Bank of England Monetary Policy Committee member David Miles says his decision to vote for more quantitative easing earlier this month looks to be justified due to weakness in the economy.
Miles was the only member of the MPC to call for an expansion of monetary policy earlier this month.
Fellow MPC member Adam Posen voted to keep QE at £325bn despite having called for the programme to be increased for months. The committee voted unanimously to keep base rate at 0.5 per cent.
Speaking to Bloomberg Television, Miles said a weakness in the economy justifies his call for QE to be increased.
He said: “The weakness of demand, given the amount of spare capacity in the economy, still made a strategy of having monetary policy even more expansionary the right one. On reflection that seems to me still the right strategy.”
Miles added that inflation, which increased from 3.4 per cent to 3.5 per cent in February, would be slightly higher than expected in the near term but is likely to fall below the BoE’s 2 per cent target by the end of the year.
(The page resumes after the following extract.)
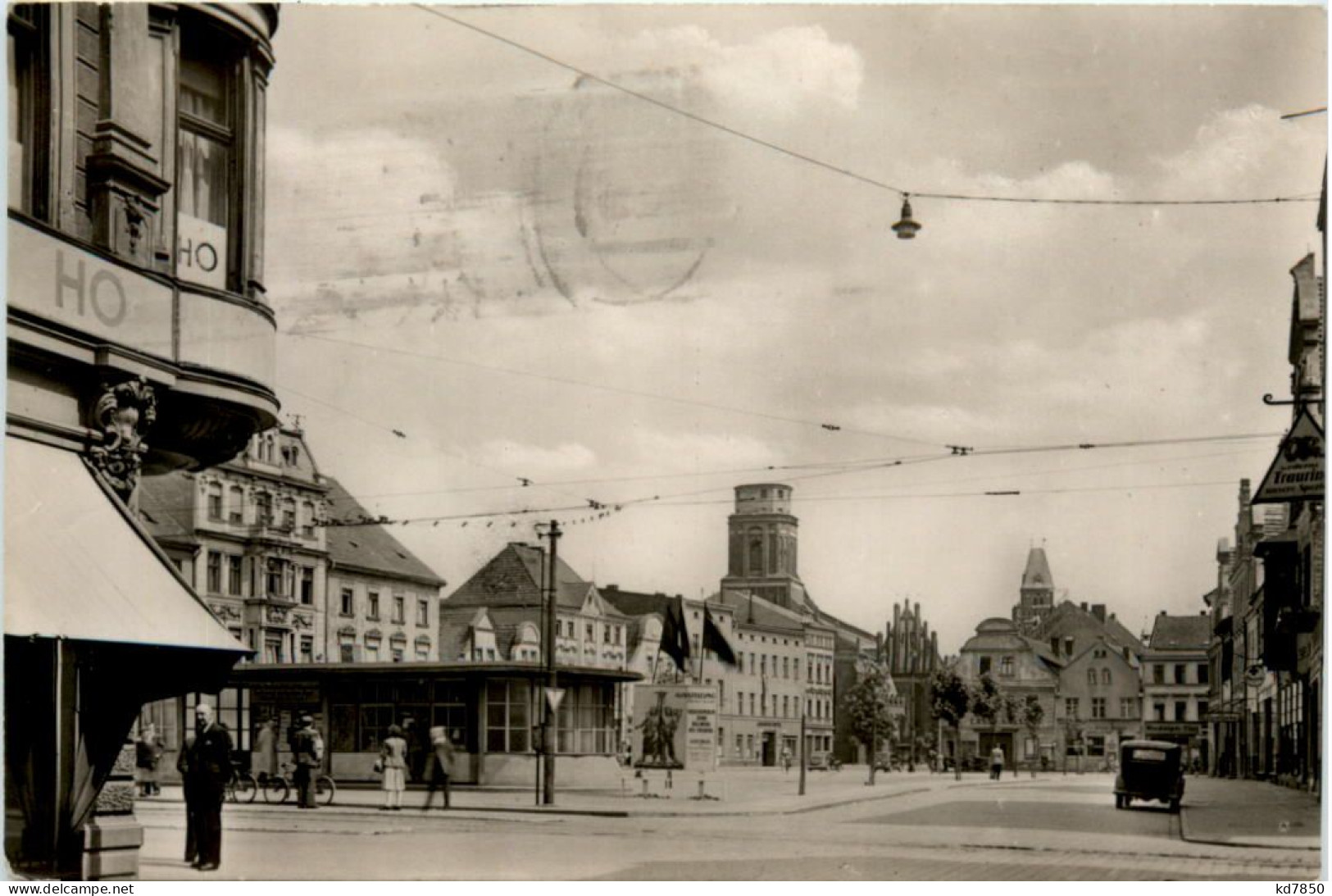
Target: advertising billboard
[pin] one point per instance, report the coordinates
(675, 725)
He said: “The inflation outlook in the very near term is for slightly higher inflation than I had thought. But if you look beyond that, the bigger picture remains one where the domestically generated inflation pressures in the UK really are very low.
“More likely than not, inflation will go back to the target level and quite likely sit beneath it if you look beyond the next six to nine months.”
When asked whether he thought house prices would remain stagnant, Miles said: “I think it is both highly unlikely and highly undesirable that we get back to a situation we were in the few years leading up to the financial crisis which starts really in 2007.”